As far as miR-30e is concerned, it may control the activation of natural killer cells, although its involvement in immune response is poorly defined . Notably, miR-30e was found overexpressed in the plasma of patients affected by systemic lupus erythematosus, relapsing remitting multiple sclerosis and paediatric Crohn’s disease, three main autoimmune inflammatory diseases [53, 59, 60]. We hypothesise that this miRNA might be induced by the inflammatory status present in these pathologies or may itself contribute to the development of autoimmune diseases. Lastly, the miR-186, one of the miRNAs upregulated in NCWS, was previously reported as increased in the serum of relapsing remitting multiple sclerosis patients [51, 52].
According to the available information, miRNAs that characterise NCWS are deregulated in several autoimmune diseases possibly because of their role in immune tolerance [51–54, 59, 60]. The miR-17/92 cluster can exemplify these concepts; it impinges on the Th17 response, a subset of T cells that controls acute and chronic inflammation, and contributes to the development of autoimmune disorders [55–57, 61]. Thus, our finding suggests that a dysregulation of Th17 pathway and autoimmune mechanisms may be involved in NCWS pathogenesis, although this calls for future investigations. Ingenuity Pathway Analysis (IPA) confirmed some overlap of our miRNA signatures with idiopathic pulmonary fibrosis, multiple sclerosis, experimental autoimmune encephalomyelitis and class II lupus nephritis. These results suggest that NCWS may share pathogenic pathways with chronic inflammatory disorders.

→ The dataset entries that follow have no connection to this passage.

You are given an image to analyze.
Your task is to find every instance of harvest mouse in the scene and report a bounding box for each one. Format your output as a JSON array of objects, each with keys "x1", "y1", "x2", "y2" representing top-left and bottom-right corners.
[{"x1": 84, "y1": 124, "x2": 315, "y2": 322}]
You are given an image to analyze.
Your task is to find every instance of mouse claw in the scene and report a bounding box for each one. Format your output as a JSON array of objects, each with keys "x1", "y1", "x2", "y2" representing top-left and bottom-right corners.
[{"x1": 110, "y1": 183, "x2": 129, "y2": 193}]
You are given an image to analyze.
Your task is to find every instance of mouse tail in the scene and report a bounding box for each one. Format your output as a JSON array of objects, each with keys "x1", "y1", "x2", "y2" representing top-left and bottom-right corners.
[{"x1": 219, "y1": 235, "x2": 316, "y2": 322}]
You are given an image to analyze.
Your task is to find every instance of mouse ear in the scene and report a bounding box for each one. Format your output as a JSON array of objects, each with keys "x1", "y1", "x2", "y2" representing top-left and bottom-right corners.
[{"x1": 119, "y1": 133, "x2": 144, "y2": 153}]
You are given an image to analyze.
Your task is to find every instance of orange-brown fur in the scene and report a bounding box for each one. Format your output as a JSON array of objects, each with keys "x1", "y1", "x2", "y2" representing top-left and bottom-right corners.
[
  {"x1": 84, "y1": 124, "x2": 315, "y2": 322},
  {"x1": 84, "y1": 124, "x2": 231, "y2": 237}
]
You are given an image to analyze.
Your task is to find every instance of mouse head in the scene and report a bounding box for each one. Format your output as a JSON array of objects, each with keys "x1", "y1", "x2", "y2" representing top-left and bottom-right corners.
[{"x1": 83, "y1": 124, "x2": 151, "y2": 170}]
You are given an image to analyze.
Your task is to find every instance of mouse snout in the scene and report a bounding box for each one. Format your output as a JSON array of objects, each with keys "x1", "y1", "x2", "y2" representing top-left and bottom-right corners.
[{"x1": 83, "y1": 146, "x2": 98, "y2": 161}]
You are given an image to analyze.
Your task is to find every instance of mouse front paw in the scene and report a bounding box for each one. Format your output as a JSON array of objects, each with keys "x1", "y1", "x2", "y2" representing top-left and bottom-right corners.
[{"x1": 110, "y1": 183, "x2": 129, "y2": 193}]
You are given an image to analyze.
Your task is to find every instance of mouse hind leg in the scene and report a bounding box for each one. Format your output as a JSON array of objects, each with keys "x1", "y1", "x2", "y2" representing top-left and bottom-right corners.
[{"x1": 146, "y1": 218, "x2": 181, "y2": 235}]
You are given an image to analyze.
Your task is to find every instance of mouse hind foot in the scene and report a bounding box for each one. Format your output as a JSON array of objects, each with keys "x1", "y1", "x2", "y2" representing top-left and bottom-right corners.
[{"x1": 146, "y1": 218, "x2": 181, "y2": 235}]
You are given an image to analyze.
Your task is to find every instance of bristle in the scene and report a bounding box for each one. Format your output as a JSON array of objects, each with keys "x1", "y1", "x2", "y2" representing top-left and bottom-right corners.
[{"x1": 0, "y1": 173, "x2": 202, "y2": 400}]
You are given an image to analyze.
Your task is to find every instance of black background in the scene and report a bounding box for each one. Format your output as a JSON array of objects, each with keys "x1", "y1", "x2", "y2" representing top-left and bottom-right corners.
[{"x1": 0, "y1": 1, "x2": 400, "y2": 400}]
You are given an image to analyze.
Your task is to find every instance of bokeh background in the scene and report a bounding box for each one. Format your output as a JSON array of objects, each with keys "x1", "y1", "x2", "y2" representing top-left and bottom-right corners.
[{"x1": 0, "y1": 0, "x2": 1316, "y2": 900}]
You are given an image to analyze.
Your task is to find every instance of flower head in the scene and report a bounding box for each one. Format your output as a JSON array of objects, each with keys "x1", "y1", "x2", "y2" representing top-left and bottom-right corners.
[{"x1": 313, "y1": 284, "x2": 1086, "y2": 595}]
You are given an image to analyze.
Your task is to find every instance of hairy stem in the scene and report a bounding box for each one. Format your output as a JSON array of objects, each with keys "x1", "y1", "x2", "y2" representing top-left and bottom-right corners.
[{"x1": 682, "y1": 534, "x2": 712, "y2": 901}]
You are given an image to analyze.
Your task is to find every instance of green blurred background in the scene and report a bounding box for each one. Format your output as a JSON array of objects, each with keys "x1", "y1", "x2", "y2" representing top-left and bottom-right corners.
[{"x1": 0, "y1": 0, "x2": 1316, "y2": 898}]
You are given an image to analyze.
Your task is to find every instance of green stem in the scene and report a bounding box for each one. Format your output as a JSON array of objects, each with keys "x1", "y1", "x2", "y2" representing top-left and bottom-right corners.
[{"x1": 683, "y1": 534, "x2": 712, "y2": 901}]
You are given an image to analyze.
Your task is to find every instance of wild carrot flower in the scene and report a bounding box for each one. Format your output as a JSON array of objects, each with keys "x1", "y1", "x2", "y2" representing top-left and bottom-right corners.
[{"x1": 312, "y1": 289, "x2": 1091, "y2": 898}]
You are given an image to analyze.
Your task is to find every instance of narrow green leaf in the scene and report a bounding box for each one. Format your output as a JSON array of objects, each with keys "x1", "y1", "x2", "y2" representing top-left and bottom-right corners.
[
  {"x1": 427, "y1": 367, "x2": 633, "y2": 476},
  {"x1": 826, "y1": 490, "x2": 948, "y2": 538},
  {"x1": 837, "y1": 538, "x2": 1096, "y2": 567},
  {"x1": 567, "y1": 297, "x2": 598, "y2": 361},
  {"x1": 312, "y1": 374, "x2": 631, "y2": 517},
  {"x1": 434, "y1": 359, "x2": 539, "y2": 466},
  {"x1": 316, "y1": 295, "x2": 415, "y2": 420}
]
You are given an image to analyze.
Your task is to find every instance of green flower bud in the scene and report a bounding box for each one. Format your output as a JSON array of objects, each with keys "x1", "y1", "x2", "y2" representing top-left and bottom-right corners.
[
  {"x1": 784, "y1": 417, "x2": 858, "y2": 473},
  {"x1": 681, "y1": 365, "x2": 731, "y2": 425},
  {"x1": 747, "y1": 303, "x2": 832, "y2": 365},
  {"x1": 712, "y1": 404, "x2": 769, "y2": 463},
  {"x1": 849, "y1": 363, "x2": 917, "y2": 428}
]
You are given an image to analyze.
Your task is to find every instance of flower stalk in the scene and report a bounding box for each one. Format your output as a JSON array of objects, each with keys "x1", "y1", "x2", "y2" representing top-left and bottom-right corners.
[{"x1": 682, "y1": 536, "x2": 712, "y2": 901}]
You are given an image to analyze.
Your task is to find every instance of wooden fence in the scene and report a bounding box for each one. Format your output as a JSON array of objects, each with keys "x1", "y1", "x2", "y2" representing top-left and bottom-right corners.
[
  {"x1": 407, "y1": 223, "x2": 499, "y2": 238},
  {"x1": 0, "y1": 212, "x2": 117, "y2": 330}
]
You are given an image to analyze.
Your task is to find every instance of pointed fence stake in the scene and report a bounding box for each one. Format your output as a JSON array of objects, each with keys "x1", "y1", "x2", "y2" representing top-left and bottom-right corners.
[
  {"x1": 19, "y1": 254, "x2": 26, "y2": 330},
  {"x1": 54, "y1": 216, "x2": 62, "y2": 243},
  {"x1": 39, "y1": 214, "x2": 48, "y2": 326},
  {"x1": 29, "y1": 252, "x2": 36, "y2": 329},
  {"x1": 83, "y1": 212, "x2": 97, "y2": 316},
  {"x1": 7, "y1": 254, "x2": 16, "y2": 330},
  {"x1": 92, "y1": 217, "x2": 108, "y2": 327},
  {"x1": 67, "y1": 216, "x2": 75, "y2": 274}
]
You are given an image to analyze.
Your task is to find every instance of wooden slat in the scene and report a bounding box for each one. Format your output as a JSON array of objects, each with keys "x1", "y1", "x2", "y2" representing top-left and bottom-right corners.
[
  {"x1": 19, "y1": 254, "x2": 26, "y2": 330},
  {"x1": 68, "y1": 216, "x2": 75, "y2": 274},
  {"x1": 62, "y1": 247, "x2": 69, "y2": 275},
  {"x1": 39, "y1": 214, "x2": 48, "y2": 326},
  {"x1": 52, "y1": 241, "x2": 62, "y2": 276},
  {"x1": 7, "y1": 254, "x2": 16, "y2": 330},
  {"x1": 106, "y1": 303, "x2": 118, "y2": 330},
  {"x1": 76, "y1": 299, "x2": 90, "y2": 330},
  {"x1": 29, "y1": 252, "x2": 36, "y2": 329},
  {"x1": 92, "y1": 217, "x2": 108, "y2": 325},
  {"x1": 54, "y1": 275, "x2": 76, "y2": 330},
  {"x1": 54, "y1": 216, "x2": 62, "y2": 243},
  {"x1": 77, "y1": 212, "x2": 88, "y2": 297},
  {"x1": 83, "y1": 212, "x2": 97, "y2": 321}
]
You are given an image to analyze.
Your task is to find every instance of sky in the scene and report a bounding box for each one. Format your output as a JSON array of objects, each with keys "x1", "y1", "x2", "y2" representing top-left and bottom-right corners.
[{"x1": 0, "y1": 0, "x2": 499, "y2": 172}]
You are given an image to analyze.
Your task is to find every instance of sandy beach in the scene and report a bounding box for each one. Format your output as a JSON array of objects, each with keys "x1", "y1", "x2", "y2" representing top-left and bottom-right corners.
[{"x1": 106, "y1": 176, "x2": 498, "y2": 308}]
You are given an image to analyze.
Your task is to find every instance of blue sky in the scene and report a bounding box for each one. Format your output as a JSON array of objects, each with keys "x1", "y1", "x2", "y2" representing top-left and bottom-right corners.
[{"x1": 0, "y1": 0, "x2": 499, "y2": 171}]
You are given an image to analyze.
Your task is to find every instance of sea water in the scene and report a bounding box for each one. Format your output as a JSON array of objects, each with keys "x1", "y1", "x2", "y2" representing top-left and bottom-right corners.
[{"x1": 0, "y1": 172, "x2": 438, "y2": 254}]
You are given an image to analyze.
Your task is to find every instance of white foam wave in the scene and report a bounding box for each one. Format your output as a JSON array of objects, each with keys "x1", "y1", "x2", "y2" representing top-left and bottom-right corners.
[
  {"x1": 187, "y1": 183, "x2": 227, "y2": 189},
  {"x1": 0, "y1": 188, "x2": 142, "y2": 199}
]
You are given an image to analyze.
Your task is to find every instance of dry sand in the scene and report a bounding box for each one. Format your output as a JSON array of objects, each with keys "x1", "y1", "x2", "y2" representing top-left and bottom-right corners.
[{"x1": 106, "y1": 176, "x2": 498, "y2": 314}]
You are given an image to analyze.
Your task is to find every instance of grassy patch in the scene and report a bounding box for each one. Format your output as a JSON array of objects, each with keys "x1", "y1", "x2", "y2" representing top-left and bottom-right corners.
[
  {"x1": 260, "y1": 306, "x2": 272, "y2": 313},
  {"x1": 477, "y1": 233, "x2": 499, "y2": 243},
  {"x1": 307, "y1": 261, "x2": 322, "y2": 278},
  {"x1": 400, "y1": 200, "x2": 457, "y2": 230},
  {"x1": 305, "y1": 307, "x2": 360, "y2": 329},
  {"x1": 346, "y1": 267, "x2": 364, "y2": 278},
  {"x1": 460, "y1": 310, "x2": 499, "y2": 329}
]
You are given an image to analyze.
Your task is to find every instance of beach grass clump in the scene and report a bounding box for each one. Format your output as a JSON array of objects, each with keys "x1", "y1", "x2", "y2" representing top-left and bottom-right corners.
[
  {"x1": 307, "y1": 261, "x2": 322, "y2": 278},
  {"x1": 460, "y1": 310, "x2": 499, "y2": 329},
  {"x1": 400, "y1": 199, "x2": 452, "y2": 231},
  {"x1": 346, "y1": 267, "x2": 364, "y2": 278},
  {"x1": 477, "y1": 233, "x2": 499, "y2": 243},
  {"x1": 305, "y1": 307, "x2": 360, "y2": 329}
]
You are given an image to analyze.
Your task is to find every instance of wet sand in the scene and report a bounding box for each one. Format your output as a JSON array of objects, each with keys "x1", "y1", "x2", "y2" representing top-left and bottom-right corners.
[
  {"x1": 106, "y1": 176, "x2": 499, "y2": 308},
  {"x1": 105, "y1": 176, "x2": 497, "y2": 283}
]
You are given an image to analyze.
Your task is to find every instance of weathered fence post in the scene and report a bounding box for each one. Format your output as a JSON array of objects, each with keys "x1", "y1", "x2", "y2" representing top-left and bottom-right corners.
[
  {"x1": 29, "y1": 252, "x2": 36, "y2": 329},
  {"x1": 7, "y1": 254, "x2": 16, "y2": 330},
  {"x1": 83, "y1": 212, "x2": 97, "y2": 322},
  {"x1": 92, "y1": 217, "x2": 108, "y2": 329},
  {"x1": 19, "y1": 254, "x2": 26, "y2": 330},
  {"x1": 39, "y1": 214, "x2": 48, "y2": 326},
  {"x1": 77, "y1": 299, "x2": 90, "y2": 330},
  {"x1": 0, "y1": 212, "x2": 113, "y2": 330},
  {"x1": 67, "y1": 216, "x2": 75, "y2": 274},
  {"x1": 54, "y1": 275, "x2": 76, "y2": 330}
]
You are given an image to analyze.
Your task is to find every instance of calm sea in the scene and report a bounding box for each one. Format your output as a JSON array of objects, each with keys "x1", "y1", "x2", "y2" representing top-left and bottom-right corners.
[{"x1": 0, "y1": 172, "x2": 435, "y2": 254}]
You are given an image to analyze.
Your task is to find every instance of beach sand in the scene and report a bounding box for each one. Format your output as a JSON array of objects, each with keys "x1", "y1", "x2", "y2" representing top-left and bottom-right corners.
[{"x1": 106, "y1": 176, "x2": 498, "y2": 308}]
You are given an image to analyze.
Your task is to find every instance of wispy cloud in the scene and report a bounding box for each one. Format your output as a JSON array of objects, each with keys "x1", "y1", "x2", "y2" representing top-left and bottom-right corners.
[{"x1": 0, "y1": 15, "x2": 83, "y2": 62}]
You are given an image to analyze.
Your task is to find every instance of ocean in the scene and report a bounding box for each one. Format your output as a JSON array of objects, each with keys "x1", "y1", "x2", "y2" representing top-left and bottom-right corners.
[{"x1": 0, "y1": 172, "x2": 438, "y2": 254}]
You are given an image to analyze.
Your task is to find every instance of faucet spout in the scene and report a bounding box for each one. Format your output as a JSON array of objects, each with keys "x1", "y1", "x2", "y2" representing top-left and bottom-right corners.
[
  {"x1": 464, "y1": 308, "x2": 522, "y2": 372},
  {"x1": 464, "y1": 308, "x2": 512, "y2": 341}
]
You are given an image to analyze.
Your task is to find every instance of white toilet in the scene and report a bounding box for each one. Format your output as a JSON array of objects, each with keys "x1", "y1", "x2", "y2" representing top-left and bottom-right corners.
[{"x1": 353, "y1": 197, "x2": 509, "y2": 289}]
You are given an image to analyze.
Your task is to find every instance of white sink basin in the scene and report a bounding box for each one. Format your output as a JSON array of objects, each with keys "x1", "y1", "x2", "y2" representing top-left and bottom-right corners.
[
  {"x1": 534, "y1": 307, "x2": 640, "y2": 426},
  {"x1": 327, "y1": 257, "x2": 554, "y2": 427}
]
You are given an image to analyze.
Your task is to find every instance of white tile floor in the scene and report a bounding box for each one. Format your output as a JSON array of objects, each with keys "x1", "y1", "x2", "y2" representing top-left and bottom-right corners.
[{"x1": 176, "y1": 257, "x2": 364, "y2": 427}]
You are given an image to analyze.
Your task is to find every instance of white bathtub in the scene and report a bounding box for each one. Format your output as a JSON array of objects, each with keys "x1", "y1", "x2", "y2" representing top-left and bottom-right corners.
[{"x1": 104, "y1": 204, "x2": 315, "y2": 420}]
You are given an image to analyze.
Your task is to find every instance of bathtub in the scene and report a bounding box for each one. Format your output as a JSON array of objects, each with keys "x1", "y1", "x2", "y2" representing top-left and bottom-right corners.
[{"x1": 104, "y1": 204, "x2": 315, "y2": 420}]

In conclusion, the present study shows that NCWS patients have distinctive miRNA expression profiles. Differentially expressed miRNA patterns combined with serological and histological exclusion of CD, might represent a future marker for positive diagnosis of this syndrome. However, the introduction of this type of signature in the clinic requires the implementation of additional steps. Firstly, the differentially expressed miRNA must be validated on larger cohorts of patients selected from different laboratories according to the most advanced diagnostic criteria. Secondly, it would be useful to understand if miRNAs are basically altered, in patients with NCWS, regardless of the diet or are altered as a consequence of the administration of a gluten-containing diet.